Jetzt dürfen wir nicht (wieder) aufhören, hinzusehen, zu fordern und auf die Straße zu gehen und vielleicht müssen wir dafür unsere Kräfte schonen und Burnouts wegen Diskussionen mit Rassisten im Internet vermeiden. Like, wessen Satirediskussion-Stempelkarte spätestens seit der Causa Somuncu voll ist.
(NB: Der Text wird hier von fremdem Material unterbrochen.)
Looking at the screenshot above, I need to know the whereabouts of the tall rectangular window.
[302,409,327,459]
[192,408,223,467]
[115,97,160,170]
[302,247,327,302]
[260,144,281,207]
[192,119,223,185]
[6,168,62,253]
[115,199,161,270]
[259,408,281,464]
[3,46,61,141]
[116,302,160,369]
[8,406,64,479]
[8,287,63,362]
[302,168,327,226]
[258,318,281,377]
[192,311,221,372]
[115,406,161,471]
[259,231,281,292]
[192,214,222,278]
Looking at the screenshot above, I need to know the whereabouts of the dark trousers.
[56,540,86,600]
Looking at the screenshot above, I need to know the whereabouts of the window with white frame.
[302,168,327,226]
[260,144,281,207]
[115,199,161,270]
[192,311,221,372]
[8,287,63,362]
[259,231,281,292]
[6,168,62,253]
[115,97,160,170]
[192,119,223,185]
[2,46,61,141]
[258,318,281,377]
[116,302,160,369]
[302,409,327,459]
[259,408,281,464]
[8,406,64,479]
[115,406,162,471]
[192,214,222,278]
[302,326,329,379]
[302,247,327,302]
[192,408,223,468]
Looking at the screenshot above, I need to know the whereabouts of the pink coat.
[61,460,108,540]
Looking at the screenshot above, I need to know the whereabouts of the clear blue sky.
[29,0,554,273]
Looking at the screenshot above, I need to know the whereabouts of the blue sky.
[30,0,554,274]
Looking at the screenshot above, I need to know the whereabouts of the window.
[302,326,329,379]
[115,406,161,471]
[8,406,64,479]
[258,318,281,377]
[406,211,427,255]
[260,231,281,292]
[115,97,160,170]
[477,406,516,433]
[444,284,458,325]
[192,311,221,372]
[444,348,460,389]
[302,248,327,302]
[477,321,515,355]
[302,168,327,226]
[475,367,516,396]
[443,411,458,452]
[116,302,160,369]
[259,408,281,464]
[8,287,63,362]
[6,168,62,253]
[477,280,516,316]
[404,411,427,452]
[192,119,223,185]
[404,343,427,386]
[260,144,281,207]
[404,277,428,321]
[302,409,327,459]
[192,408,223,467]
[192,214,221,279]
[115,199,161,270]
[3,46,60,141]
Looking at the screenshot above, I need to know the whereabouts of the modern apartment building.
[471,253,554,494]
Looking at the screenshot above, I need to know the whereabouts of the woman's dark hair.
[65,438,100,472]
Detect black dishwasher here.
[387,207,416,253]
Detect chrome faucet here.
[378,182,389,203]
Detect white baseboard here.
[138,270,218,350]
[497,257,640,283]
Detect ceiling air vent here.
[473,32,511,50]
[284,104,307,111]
Außerdem hat Susi Bumms, das Genie hinter der Band The Screenshots, eh bereits alles treffend zusammengefasst:

https://twitter.com/susibumms/status/1305825848826695681

Auch auf der Straße: Die Veranstaltungsbranche

Wir Leute aus der Kulturszene kennen das Spiel seit Monaten: Veranstaltungen werden versucht durchzuführen, Konzepte erarbeitet, das Publikum und die Mitarbeiter:innen aufs Minimum reduziert oder es wird doch alles ganz abgesagt. Ich finde es begrüßenswert, wenn Drinnen-Veranstaltungen nicht stattfinden, weil ich das Risiko zu hoch finde, das sich dort ergibt. Aber: An Veranstaltungen hängen Existenzen. Die Menschen an der Bar, die ihr Studium damit finanzieren, die selbstständigen Techniker:innen, die Bookingagenturen, Menschen, die auf Messen arbeiten, Reinigungskräfte, Künstler:innen und so weiter und so fort. In der Veranstaltungsbranche arbeiten rund eine Million Menschen. Unter dem Motto „Alarmstufe Rot“ gingen am 9. September tausende Menschen auf die Straße, um auf ihre prekäre Lage aufmerksam zu machen. Auf www.alarmstuferot.org kann man erfahren, wann die nächsten Demonstrationen anstehen und wie man den Kampf sonst unterstützen kann.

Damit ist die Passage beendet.